“Bestial, cynical, disgusting, poisonous, sickly, delirious, indecent, loathsome, fetid, literary carrion, crapulous stuff”: in short, they did not much care for the play.
Nor for its admirers: “Lovers of prurience and dabblers in impropriety” . . . “Ninety-seven percent of the people who go to see Ghosts are nastyminded people who find the discussion of nasty subjects to their taste in exact proportion to their nastiness” . . . “The unwomanly woman, the unsexed females . . . Educated and muck-ferreting dogs . . . Effeminate men and male women . . . Outside a silly clique, there is not the slightest interest in the Scandinavian humbug or all his works” (Works, vol. xix, p. 17).
The target was Henrik Ibsen's Ghosts. The year was 1891, and these snippets from press reports appear in Bernard Shaw's The Quintessence of Ibsenism, published in September.

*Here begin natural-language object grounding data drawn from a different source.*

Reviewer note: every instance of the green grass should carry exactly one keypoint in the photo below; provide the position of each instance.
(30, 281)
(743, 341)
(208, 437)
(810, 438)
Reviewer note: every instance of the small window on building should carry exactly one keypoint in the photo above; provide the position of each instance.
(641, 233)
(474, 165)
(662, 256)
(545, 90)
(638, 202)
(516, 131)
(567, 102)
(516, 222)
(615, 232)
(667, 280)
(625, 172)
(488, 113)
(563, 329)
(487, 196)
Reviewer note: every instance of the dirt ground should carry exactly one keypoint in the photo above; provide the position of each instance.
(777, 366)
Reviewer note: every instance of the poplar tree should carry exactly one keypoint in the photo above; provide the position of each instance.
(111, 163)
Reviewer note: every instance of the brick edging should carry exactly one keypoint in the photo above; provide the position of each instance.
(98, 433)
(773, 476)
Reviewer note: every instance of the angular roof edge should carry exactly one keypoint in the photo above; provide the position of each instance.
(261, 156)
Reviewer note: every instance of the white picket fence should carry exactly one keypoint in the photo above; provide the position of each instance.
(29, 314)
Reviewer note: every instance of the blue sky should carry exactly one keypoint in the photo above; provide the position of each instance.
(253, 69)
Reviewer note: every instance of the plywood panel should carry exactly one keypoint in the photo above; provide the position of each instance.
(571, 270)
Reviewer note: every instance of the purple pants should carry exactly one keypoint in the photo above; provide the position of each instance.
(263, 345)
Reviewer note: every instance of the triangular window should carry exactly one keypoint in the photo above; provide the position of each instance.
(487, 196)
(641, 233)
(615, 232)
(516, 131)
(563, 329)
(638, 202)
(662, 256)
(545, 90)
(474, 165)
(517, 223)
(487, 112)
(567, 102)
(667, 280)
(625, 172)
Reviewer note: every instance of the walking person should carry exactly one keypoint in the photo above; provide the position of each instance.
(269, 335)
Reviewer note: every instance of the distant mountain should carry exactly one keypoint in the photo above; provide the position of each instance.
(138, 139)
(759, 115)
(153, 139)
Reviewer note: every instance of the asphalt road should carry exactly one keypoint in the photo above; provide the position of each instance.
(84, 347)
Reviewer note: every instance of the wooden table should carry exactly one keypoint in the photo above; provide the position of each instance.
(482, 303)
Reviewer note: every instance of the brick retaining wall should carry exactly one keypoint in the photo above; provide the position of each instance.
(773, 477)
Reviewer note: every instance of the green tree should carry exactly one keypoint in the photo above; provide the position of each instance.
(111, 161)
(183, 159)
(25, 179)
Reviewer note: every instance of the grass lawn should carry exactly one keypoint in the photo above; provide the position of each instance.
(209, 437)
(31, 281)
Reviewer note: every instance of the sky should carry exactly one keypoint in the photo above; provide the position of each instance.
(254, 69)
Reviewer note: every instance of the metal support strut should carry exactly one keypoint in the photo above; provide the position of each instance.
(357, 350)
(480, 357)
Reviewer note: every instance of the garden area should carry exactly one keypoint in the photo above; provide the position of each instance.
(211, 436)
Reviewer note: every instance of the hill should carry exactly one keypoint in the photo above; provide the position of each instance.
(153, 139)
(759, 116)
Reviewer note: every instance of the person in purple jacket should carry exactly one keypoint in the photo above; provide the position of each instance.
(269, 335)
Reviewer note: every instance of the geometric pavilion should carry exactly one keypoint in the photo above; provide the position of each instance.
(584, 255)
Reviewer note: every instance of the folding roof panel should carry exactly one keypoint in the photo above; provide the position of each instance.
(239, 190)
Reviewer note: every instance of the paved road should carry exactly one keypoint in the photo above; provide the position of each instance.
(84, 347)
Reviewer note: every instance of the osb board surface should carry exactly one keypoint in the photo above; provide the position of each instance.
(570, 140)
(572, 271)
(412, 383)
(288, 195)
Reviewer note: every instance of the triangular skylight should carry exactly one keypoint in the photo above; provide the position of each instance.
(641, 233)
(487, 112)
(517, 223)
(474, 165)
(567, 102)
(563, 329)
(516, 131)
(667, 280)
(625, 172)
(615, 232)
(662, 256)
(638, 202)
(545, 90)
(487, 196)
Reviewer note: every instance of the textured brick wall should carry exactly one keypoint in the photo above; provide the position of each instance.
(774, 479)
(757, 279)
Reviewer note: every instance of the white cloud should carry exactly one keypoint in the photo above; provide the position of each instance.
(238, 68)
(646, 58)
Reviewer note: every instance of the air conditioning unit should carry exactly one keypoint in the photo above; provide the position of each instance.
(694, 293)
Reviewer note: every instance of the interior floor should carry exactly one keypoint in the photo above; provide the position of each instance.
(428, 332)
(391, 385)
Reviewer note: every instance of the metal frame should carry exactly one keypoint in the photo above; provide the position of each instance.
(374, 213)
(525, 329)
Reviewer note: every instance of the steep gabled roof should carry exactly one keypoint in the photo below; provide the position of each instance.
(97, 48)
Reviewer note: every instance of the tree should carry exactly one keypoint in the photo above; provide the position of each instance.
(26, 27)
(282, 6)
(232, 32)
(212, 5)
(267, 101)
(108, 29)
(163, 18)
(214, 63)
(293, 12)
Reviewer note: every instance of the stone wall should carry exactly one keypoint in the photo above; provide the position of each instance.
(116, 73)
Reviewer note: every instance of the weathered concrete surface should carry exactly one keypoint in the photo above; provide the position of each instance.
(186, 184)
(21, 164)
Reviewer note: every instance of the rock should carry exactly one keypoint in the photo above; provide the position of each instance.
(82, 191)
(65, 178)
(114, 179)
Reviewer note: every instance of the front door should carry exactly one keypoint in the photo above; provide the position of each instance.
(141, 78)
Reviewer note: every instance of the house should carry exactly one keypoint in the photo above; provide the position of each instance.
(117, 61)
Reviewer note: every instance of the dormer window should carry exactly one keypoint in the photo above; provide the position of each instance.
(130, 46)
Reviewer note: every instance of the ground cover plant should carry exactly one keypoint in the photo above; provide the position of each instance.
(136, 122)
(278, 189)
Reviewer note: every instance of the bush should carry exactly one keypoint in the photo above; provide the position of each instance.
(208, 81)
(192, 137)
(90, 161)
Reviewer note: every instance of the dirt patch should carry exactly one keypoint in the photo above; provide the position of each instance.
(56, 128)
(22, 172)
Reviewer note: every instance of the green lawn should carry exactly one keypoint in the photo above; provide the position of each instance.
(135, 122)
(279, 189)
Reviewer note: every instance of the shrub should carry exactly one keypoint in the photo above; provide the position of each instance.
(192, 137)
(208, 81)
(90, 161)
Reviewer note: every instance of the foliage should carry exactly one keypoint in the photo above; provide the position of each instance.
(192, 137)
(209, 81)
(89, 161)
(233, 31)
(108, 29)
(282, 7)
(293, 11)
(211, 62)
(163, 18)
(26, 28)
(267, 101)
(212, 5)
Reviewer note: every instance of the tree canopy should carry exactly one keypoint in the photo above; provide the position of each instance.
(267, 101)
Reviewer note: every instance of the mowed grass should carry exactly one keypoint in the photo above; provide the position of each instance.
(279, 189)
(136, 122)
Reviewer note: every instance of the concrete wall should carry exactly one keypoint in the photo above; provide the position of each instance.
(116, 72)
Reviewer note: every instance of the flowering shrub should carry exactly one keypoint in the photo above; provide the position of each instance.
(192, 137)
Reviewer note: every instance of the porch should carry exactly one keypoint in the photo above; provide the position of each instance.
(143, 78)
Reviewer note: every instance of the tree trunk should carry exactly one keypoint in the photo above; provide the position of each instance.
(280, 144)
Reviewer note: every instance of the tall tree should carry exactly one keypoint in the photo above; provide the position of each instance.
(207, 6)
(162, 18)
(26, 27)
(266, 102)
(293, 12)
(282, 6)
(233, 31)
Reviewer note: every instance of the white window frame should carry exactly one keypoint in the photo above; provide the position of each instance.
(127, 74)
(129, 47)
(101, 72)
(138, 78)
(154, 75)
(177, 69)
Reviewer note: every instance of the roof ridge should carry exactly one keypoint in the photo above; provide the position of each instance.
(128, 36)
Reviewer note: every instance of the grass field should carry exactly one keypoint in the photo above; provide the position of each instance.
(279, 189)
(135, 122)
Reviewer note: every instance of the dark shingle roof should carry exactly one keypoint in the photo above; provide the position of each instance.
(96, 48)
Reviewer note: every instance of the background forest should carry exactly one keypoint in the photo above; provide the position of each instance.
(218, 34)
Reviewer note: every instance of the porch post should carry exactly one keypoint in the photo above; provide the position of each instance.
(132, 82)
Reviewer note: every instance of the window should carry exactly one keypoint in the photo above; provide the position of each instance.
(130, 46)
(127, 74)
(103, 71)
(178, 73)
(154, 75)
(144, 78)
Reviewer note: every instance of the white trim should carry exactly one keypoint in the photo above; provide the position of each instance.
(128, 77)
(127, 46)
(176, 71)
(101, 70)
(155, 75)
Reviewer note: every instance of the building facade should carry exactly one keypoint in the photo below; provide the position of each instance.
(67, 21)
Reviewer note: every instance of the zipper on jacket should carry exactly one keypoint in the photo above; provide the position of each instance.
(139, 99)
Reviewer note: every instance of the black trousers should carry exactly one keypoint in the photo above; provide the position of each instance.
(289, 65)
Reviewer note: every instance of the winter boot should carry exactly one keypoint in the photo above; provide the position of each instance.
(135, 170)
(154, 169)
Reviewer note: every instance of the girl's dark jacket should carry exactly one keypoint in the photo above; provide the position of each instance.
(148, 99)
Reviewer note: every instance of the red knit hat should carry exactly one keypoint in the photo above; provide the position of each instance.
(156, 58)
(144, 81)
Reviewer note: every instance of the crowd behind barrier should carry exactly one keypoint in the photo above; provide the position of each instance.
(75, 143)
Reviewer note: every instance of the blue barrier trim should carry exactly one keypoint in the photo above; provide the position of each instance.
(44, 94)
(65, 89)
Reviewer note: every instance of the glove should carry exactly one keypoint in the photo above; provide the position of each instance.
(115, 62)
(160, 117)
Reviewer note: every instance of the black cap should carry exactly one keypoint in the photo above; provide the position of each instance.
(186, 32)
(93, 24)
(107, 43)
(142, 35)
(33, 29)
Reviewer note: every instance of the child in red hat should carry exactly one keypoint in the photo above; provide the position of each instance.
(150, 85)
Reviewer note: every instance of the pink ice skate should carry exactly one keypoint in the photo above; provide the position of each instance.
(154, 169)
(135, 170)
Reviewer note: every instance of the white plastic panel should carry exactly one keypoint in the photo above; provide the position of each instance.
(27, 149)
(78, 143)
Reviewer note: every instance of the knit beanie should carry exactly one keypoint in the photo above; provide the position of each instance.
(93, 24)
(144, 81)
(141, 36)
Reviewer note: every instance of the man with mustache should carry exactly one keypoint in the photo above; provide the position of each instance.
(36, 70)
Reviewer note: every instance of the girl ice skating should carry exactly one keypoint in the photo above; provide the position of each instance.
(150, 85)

Historic revolutions in industry, society, politics, science, trade, and economics in nineteenth-century England had scarcely been matched by important events in its theatre until this occasion. But now, against all expectations, a Norwegian, a Scotsman, a Dutchman, and an Irishman jolted Victorian conventions, morals, and ideals, jumpstarting a thrust toward modern drama.